Logo Questions Linux Laravel Mysql Ubuntu Git Menu
 

Creating a custom, multi-argument Oracle analytic function

Background

I know that in Oracle it's possible to create custom aggregate functions that process a collection of values and return a single result. Edit: I've even read the friendly manual at docs.oracle.com/cd/B28359_01/appdev.111/b28425/aggr_functions.htm !

I also know that Oracle provides built-in analytic functions like DENSE_RANK and RATIO_TO_REPORT, which provide values for each input, relative to a collection/window of values that input lies within.

Problem

What I want to know is if there's a way to create my own analytic function, presumably in a similar manner as I can create my own aggregation function, and in particular create one with additional arguments in my custom analytic function.

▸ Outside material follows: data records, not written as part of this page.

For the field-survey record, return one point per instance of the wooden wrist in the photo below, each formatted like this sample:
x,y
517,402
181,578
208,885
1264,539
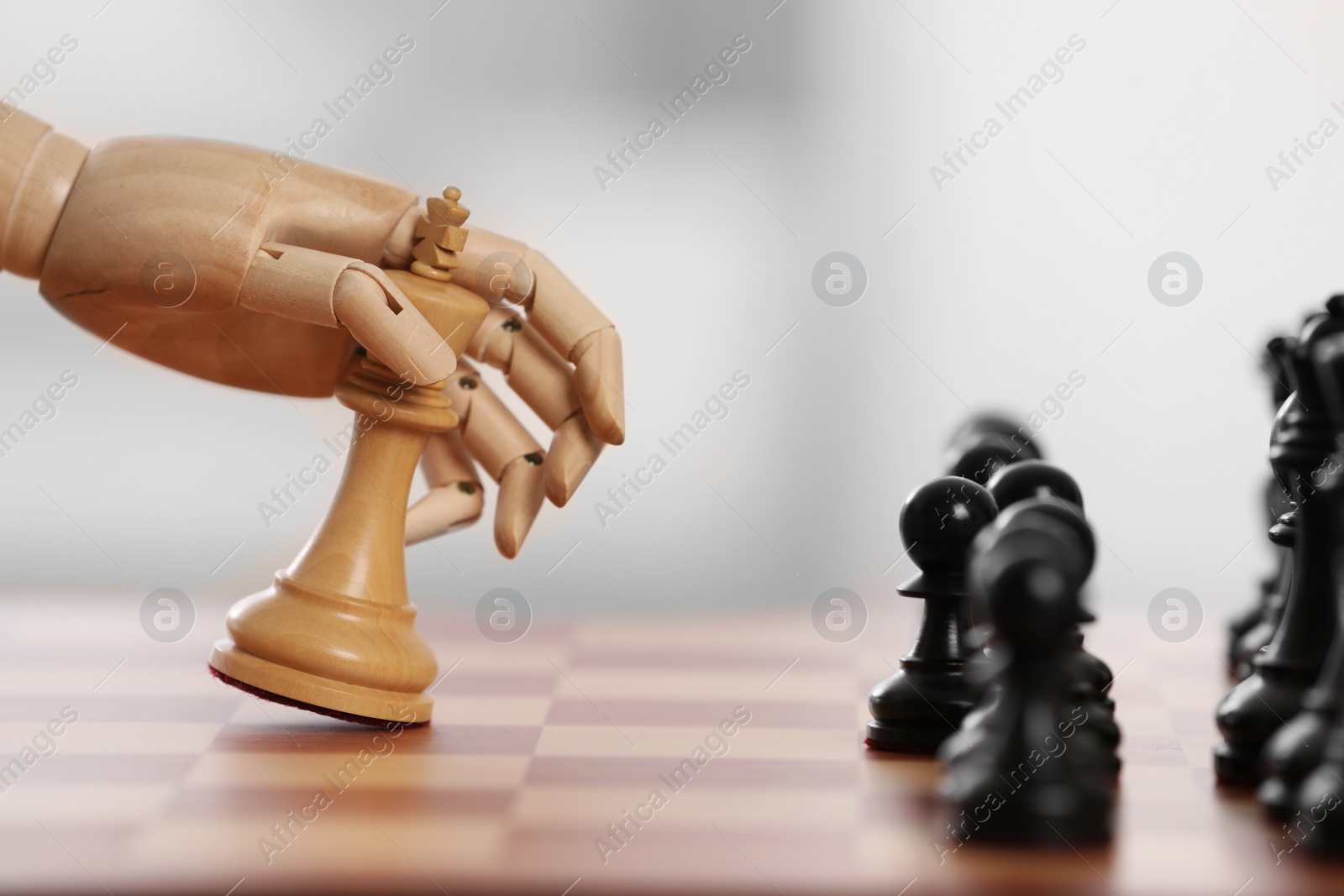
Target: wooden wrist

Subtle terminological caveat

When I refer to an "analytic function", please read it as a function which, in addition to accepting windowing parameters via the PARTITION keyword, also can return different values within a given window. (If anyone has a better term for this, please let me know! Pure analytic function? DENSE_RANK-class analytic function? Non-aggregate analytic function?)

The Oracle documentation notes that an aggregate function can be used as an analytic (windowed) function. Unfortunately, this only means that the PARTITION keyword for specifying windowing in analytic functions can be applied to aggregate functions as well. It doesn't promote the aggregate function to my coveted status of being able to return different values within a fixed window.

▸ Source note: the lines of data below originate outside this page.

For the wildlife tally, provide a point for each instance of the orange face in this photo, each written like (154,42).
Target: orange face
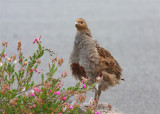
(80,24)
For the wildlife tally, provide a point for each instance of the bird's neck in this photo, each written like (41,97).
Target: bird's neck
(84,32)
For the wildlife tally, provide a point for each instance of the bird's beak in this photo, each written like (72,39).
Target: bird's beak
(76,23)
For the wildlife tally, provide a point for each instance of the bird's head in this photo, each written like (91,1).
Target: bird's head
(81,25)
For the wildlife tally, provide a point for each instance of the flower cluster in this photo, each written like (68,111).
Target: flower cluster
(27,96)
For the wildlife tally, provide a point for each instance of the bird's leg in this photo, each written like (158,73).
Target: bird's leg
(97,96)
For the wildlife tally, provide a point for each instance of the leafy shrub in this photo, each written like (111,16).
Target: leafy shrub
(48,96)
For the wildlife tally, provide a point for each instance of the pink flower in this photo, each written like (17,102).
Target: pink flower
(4,55)
(82,82)
(34,106)
(64,98)
(57,93)
(32,94)
(31,70)
(35,40)
(97,112)
(84,86)
(70,107)
(36,90)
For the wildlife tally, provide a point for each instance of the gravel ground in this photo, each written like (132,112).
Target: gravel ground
(129,29)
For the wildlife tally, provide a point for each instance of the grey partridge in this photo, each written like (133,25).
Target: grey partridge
(89,60)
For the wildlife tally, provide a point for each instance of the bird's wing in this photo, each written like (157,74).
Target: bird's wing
(110,65)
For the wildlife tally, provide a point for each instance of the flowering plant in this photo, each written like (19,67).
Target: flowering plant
(20,94)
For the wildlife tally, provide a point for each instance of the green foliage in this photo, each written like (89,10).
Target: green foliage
(46,96)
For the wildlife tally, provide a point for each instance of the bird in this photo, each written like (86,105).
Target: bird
(91,61)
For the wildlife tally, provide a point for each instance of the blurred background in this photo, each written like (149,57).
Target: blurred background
(129,29)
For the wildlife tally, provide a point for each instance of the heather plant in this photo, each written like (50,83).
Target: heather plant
(20,94)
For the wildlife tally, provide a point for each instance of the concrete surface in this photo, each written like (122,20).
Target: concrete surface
(129,29)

Aggregate used as analytic:

SELECT SUM(income) OVER (PARTITION BY first_initial) AS total FROM data;

will have as many records as data, but it will only have as many distinct totals as there are first initials.

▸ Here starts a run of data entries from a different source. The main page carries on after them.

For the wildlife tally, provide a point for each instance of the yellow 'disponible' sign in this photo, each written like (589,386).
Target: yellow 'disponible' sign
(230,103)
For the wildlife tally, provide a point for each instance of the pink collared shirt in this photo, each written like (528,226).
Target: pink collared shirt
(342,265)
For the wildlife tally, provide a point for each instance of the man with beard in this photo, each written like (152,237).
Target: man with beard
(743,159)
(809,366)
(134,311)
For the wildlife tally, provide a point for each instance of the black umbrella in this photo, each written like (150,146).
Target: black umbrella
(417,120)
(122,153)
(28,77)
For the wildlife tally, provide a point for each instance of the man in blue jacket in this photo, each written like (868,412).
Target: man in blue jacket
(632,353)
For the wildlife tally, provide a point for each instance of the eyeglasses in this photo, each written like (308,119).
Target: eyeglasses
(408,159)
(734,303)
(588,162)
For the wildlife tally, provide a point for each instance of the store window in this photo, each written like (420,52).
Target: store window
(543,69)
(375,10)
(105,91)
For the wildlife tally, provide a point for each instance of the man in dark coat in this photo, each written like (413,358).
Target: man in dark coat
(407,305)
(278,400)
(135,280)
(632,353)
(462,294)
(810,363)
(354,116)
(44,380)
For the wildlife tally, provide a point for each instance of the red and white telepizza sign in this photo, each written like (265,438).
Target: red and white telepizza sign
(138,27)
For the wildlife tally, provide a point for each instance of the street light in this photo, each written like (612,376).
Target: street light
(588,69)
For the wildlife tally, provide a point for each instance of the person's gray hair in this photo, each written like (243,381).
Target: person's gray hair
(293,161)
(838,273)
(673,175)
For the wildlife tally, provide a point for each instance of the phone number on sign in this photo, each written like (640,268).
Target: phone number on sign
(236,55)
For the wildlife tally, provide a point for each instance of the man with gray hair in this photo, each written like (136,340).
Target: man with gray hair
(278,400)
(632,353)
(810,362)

Analytic used as analytic:

SELECT RATIO_TO_REPORT(income) OVER (PARTITION BY first_initial) AS ratio FROM data;

will have as many records as data, AND, even within a given first_initial partition, those ratios may all be distinct.

Context

I have been provided with call-only access to a PL/SQL procedure which accepts a numeric collection as an IN OUT parameter, and which has a few other IN configuration parameters. The procedure modifies the collection's values (think of it like "The University's Proprietary Sanctioned and Required Grade Curving Procedure") in a manner influenced by the configuration parameters.

Currently, the process to use the procedure is to hardcode a cursor loop that detects a change from one data partition to another, and then within each partition fetches data into a collection which is then passed to the procedure, altered, and eventually dumped back out into a separate table. I planned to improve this by making a PIPELINED PARALLEL_ENABLE table function that encapsulates some of the logic, but I'd much prefer to enable queries like the following:

SELECT G.Course_ID
     , G.Student_ID
     , G.Raw_Grade
     , analytic_wrapper(G.raw_grade, P.course_config_data)
                  OVER (PARTITION BY G.Course_ID) AS Adjusted_Grade
     , P.course_config_data
  FROM      grades   G
  LEFT JOIN policies P
  ON G.Course_ID = P.Course_ID;

That requires being able to create a custom analytic function, though, and due to the way the procedure requires different inputs on different partitions (e.g. the Course_ID-specific P.course_config_data above) it also has to accept not only the data-to-be-aggregated argument, but also additional inputs.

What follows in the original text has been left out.